Patients 2, 3, 5, 6, 7, and 10–22 all showed insertion-deletion (indel) mutations at position 95486 in the 28th intron of their genome, characterized by the loss or insertion of one or more nucleotides. This deletion of several nucleotide pairs in the genetic code results in a pathological ABCA4 protein, unable to transport N-retinylidene-phosphatidylethanolamine, leading to the toxic buildup of lipofuscin in photoreceptors. Consequently, this accumulation causes the degeneration of rods and cones and progressive proliferation of "bone spicule" formations in the retinal pigment epithelium.

A mutation in the regulatory elements controlling gene expression (IVS28 102A>G), which does not affect the ABCA4 protein structure, was identified only in Patient 12 (4.55%).

Figure 2. Frequency of mutations in exons and introns (n = number of occurrences)

The graph depicting the distribution of mutations across exons and introns shows that the majority of mutations (54 total, 70.1%) occurred in intron 28, while 24.7% (19 mutations) were found in intron 12. The remaining areas exhibited a frequency of 1.3% (1 mutation each).
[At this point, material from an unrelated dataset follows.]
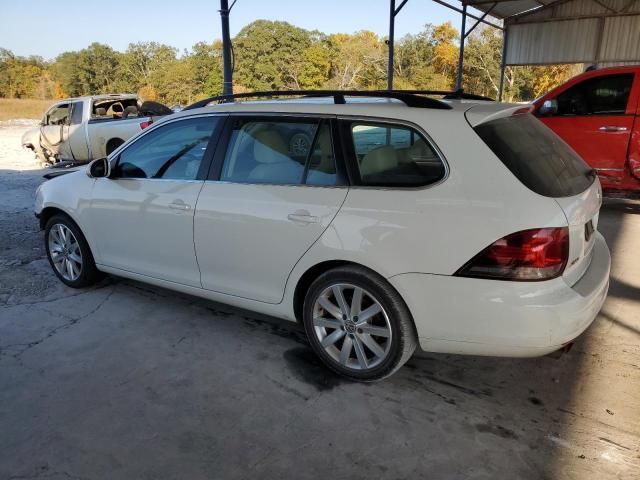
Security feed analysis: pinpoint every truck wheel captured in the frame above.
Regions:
[106,138,124,155]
The mutations `1761-55G (IVS13-55G>A)` and `IVS28 299C>T` were identified in 17 patients, while `IVS28-del334G` and `IVS28-337A>G` mutations were found in 18 patients. The significant frequency of these mutations indicates their unique role in the pathogenesis of diseases associated with these genetic changes. Rare mutations such as `1761-191T (IVS13-191T)`, `c.1699G>A (p.V567M)`, `c.4283C>T (p.T1428M)`, `4203C>A (p.P1401P)`, `IVS28 102A>G`, and `c.1929G/A (p.V643V)` may have a limited impact on disease progression or suggest the presence of rare genetic variants in the population.

4. Conclusions

The results of the genetic research indicate that hereditary conditions in patients suffering from retinitis pigmentosa (RP) are closely related, with a significant portion showing autosomal recessive inheritance. The analysis revealed a total of 34 splice mutations (44.2%), 21 polymorphisms (27.3%), 18 deletions (23.4%), and 2 synonymous mutations (2.6%). Among the mutations located in the ABCA4 gene, the most dangerous ones were found in introns 12 and 28.